Not wanting to burst your southern hemisphere bubble, cazna (yeah, right ), but I've been doing that already, with my 5.5 (and Columbia extendable handle), to give me different width sizes for coating screws, instead of using nail spotters.


----------



## cazna (Mar 28, 2010)

JustMe said:


> Not wanting to burst your southern hemisphere bubble, cazna (yeah, right ), but I've been doing that already, with my 5.5 (and Columbia extendable handle), to give me different width sizes for coating screws, instead of using nail spotters.


The 5.5 is sweet for screws and tapepros plate could be used the same, A nailspotter, I do one hotmud hand, Then tapepro 3 nailspotter 2nd coat and DMs 5.5 to finish the screws, Then only a light sand and all is well, Great minds think alike justme, ( Or bizarre twisted minds that no one else understands :jester


----------



## JustMe (Apr 17, 2009)

cazna said:


> The 5.5 is sweet for screws and tapepros plate could be used the same, A nailspotter, I do one hotmud hand, Then tapepro 3 nailspotter 2nd coat and DMs 5.5 to finish the screws, Then only a light sand and all is well, Great minds think alike justme, ( Or bizarre twisted minds that no one else understands :jester


I do one by hand with AP, then if using the 5.5, right now the spacer plates I have for it allow for 2" and 3" wide.


----------



## cazna (Mar 28, 2010)

JustMe said:


> I do one by hand with AP, then if using the 5.5, right now the spacer plates I have for it allow for 2" and 3" wide.


Are there spacer plates for the 5.5?? These spacer plates add a whole new use to a box and does away with some of them, But im finding it a but hard to believe, Does the spacer plate on a box actually box and feather off the edges as well as the real size box?? The blade set wont be the same will it so they will always need back wiped to smooth the mud down wont they?? How messy does the plate get?? Does the mud spread all over it?? Im finding it hard to imagine its as good a correct size box.


----------



## gazman (Apr 29, 2011)

cazna said:


> Are there spacer plates for the 5.5?? These spacer plates add a whole new use to a box and does away with some of them, But im finding it a but hard to believe, Does the spacer plate on a box actually box and feather off the edges as well as the real size box?? The blade set wont be the same will it so they will always need back wiped to smooth the mud down wont they?? How messy does the plate get?? Does the mud spread all over it?? Im finding it hard to imagine its as good a correct size box.

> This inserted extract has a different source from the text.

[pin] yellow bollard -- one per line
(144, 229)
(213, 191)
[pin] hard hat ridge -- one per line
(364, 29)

I am sure Tom will be able to answer your questions.:thumbsup:


----------



## tomg (Dec 16, 2009)

*Recess Plate*

This plate can feather the edge quite well. If you set the blade tension to 4 or 5 (on a Tapepro box), it is very flat so wants to feather at the shoulder of the recess anyway - you just need to stop the mud from going out further. Added to this the mud presses against the plate from the inside, forcing the plate down to contact the wall - kind of like a skid.
If you get a thick edge, first try adjusting the blade tension. You can fine tune it by bending the plate a little next to the stops.
It's designed to be used as a quick means of bedding the tape and filling the recess, so will always have a couple of coats applied over it. Leaves a nice machine finish after taping, compared to bedding the tape by hand.
The plate sits flush against the bottom of the box and is relatively thin stainless steel - not much space for mud to get into.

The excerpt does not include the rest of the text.